The success of the rebellion hinges on Katniss's willingness to be a pawn, to accept responsibility for countless lives, and to change the course of the future of Panem. To do this, she must put aside her feelings of anger and distrust. She must become the rebels' Mockingjay -- no matter what the personal cost.

 I can't review this in the normal way.  It was just too...intense.  I finished it last night, and just sat there for awhile, because my brain was spinning.  Let's go back to the beginning, shall we?

We start out with Katniss being all depressed, which got very annoying after a few chapters.  Even so, it seemed real.  The whole setting seemed real.  This book was not lacking in Gale-ness like the other two; he got plenty of time in the story, which made me happy because he's such an awesome character.

Action-packed, a pageturner, bla bla bla.  The thing that really makes this book unforgettable is the fact that finishing it isn't so different from being punched in the face.  Well, reading it causes no actual physical pain, but you get the effect of being punched in the face out of nowhere.  Just, BAM! and there it is.

Whoever called this a 'killfest'* wasn't lying.  I won't tell, for fear of spoiling it for somebody, but... *wails for certain lost characters*  At least they all died for a decent reason.**  And wow, this book had a lot of emotion.  If I was the type of person to cry during a book, I would've been sobbing through this one.

I wasn't expecting a happy ending.  I mean, how could anyone?  This is a war, not a tea party.  But I really wasn't expecting it to be quite that harsh.  Oh, well.  At least the epilogue made me happy.

I'm in this book, by the way.  Yeah.   Go get your copy, it says my name right there.  *spoiler alert, highlight to read* I married Finnick, apparently.  Jealous, huh?

*****  Five stars.  Five stars for thrills and for metaphorically punching readers in the face.  Five stars for sheer intensity.  Five stars for Peeta (because, yes, I was Team Peeta all the way through).  Five stars for having all that action crammed into not even 400 pages.  Five stars for a spectacular, if not harsh, ending.  Five stars for Mockingjay. 

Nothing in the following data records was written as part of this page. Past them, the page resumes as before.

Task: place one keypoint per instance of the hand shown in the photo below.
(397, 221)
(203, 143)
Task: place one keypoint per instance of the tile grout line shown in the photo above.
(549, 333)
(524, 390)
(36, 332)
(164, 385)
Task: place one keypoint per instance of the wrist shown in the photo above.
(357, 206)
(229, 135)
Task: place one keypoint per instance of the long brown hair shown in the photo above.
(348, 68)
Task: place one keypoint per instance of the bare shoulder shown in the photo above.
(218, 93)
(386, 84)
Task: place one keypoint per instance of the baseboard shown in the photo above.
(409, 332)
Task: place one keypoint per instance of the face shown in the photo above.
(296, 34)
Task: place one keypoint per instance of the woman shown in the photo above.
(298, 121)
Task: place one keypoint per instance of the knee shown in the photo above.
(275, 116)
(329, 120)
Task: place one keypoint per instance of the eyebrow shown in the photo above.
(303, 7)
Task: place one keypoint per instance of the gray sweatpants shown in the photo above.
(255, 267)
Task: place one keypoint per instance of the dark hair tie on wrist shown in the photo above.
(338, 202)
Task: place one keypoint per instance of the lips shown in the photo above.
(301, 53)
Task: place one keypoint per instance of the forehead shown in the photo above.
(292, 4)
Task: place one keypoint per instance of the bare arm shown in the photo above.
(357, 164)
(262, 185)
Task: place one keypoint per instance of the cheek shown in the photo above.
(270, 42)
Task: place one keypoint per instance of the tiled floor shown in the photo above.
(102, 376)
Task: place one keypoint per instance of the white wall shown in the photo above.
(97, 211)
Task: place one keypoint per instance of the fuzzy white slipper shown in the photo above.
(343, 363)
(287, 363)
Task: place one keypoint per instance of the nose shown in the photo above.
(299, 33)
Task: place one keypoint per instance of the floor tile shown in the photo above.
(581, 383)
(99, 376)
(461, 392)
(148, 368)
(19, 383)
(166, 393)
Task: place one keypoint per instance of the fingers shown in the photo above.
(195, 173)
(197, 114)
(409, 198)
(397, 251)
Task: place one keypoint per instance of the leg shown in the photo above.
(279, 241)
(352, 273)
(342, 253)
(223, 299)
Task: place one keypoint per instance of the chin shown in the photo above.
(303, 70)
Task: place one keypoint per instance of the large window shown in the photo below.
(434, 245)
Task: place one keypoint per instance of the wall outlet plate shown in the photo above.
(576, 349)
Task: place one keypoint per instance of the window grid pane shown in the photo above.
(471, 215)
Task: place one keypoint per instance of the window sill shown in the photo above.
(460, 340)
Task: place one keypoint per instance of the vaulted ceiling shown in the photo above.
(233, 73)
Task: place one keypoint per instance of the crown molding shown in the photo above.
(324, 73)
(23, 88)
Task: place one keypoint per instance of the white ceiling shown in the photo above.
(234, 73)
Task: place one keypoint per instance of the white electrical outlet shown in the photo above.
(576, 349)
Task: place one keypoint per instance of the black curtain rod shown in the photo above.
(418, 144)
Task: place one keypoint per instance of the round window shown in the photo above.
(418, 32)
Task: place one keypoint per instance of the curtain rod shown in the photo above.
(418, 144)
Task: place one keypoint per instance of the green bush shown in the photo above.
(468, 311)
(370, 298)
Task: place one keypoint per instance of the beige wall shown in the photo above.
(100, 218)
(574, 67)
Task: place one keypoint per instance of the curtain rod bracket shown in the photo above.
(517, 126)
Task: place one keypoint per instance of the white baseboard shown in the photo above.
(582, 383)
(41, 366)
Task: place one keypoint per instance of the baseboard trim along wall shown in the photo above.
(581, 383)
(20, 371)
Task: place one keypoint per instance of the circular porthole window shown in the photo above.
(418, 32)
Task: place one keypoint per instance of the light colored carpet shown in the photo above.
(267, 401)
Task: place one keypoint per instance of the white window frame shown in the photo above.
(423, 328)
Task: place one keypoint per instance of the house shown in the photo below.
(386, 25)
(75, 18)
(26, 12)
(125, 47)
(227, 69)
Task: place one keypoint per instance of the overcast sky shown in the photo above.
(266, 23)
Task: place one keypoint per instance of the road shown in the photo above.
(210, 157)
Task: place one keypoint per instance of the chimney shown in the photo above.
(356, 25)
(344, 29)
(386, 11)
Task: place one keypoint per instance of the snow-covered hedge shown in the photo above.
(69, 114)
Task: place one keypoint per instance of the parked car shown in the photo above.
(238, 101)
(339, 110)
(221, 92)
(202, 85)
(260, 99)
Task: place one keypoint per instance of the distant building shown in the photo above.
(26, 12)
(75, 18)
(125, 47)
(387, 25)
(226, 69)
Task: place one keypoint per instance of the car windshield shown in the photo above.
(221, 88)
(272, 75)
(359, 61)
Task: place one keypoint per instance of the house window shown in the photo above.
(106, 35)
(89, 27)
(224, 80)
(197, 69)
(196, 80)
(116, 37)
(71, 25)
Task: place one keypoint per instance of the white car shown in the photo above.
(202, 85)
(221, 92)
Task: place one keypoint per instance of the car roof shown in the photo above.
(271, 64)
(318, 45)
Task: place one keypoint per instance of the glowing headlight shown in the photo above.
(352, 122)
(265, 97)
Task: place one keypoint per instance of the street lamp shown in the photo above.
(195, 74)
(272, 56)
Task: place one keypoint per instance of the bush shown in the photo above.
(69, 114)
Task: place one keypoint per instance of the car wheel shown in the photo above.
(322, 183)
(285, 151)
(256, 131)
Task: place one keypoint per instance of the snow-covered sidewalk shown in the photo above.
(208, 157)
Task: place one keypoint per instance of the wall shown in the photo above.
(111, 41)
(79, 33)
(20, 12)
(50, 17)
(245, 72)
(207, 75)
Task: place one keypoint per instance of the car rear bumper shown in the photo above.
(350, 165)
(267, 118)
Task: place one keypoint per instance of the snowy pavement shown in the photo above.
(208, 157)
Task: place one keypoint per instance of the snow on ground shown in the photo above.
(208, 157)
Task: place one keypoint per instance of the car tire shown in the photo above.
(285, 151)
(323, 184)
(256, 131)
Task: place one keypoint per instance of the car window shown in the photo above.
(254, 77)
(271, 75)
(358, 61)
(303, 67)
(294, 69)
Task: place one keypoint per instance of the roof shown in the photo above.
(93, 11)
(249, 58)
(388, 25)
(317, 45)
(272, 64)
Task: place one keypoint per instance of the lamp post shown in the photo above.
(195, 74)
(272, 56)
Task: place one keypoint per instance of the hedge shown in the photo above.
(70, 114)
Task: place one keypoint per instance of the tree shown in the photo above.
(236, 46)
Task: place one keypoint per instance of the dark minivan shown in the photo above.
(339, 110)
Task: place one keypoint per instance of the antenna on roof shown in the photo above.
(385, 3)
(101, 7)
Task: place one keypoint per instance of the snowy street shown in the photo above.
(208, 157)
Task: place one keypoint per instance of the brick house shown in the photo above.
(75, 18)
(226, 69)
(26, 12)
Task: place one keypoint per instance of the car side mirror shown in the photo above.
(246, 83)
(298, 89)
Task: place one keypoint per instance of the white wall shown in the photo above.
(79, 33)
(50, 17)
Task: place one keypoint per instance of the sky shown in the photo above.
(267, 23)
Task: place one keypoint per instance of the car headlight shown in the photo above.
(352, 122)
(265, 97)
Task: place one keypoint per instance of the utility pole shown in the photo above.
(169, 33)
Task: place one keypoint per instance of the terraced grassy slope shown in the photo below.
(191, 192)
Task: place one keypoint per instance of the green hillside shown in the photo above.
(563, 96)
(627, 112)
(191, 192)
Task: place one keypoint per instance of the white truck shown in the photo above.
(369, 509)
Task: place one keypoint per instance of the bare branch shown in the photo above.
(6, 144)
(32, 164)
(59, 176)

*I'm assuming the term was coined for Harry Potter and the Deathly Hallows, which kills of certain awesome characters without much good reason.

**     *glares at HP7*

Reviews of other Hunger Games novels:
The Hunger Games (The Hunger Games #1)
Catching Fire (The Hunger Games #2)

1 comment:

  1. Collins ruthlessly depicts the war between the Capitol and rebels in a grisly, violent fashion, leaving nothing to the imagination. Once again, she proves adept at peeling away layers of personas of pertinent characters. Katniss is portrayed as a young woman who wants to live a simple life and does not care for her perception as a heroic young woman ready to lead the cause for freedom yet finds herself thrust again and again into this role. The ending will surprise some readers, although this reviewer sees no other way it could have concluded.